The all-Republican Loudoun supervisors certainly know how to get attention for themselves, don’t they? It only took them six months of very public agonizing to agree to do what the previous board had already agreed to do without all the fuss, and support extending Metro to Dulles Airport and Loudoun.
The very serious high-drama 5–4 last-minute squeak-through victory for Metro yesterday was not without its moments of comic relief, however.
First was the outrage expressed by Hillsboro’s far-right “street theater” activist John Grigsby, incensed that Supervisor Ken “Ken” Reid (R-Leesburg) would, as Grigsby fumed, betray the wishes of “your largest donor” and vote for the project.
Yes, nothing more outrageous than a politician you’ve bought and paid for who doesn’t stay bought: A perfect expression of the Loudoun Republican machine’s attitude toward making government more “businesslike.”
Grigsby went on to insist that a politician is apparently not supposed to consider the interests of the people, or even the people who voted for him, but only of the people who gave him the most money: “I wish he could be here to look you in the eye,” Grigsby said, referring to Reid’s dear departed millionaire buddy and backer, and urged “Ken” to “consider some political advice: Dance with the ones that brought you.” (I think he meant “bought you.”)
[Of course, you’d never know it from reading the account of the above provided by Leesburg Today (Motto: One of the World’s Newspapers), but the name of this particular mysterious departed donor was Washington-area commercial real estate developer Christopher W. Walker, who gave Reid a cool $7,000 for his election campaign. Walker, when he was with us, was famous for suing the Washington Airports Authority, claiming they owed him and fellow real estate owners $200 million for the harm that the Dulles Toll Road inflicted upon them by charging tolls.

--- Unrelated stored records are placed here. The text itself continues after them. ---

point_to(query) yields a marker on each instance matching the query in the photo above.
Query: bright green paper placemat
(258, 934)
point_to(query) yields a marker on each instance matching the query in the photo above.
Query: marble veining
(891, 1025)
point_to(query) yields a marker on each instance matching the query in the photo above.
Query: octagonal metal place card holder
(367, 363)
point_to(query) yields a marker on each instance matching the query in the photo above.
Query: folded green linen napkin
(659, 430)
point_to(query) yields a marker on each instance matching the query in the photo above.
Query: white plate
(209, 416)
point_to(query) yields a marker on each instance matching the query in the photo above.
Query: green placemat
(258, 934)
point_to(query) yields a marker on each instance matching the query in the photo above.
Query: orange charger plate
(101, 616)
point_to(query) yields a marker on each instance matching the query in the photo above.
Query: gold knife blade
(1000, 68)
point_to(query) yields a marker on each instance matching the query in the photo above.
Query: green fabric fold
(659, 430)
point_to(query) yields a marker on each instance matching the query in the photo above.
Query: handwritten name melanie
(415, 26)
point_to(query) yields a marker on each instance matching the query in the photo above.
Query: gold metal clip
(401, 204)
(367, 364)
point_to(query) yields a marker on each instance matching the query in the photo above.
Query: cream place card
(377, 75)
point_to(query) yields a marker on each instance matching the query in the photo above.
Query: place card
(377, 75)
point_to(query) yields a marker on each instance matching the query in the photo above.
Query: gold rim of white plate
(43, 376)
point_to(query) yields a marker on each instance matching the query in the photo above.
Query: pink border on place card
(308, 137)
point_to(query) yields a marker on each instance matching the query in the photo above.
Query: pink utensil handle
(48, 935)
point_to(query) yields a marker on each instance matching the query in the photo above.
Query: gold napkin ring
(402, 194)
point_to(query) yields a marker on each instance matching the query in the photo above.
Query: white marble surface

Of course, the fact that the Toll Road would not have existed in the first place without tolls would seem to cause a little logical problem in that argument, as a U.S. District judge concluded in throwing the suit out in 2010. Walker was also a leading opponent of rail to Dulles.]
Then we had the extremely humorous spectacle of “Ken” managing to parlay his utter indecisiveness and flip-flopping over his vote into the media attention he is always so desperately in need of; by holding out to the last minute and then providing the crucial fifth vote in favor of Metro, “Ken” managed to become the star of the show and be interviewed by NPR and quoted in the Washington Post the same day, which must have nearly overcome him with excitement and made it all worth while.
Finally, we had had the extremely rich spectacle of Supervisor Janet Clarke (R-Blue Ridge) offering a thousand-word-plus justification for her “no” vote (shortened in the Washington Post article to the eloquent sound bite that the agreement her fellow supervisors approved “really turns my stomach”). The best bit was where Clarke explained that the “true cost” of bringing rail to Dulles had to include all of the “Additional Schools and school staff for children in the 4,600 new homes” that would be built around the new Metro stations as well as public safety and other services that new development demands. Amazing how our Loudoun Republican officials suddenly are now admitting that development creates costs, at least when the costs are associated with a project they oppose . . . too bad they were denying that development cost taxpayers a dime back during all the years the Republican-controlled Myers and Tulloch boards were throwing the county open to the fastest growth in the country and approving tens of thousands of new homes left and right, sticking the rest of us saps with $1 billion+ in new school construction costs alone that we’re still paying for.
But I guess that’s the kind of nimble thinking that being a Loudoun GOP official demands.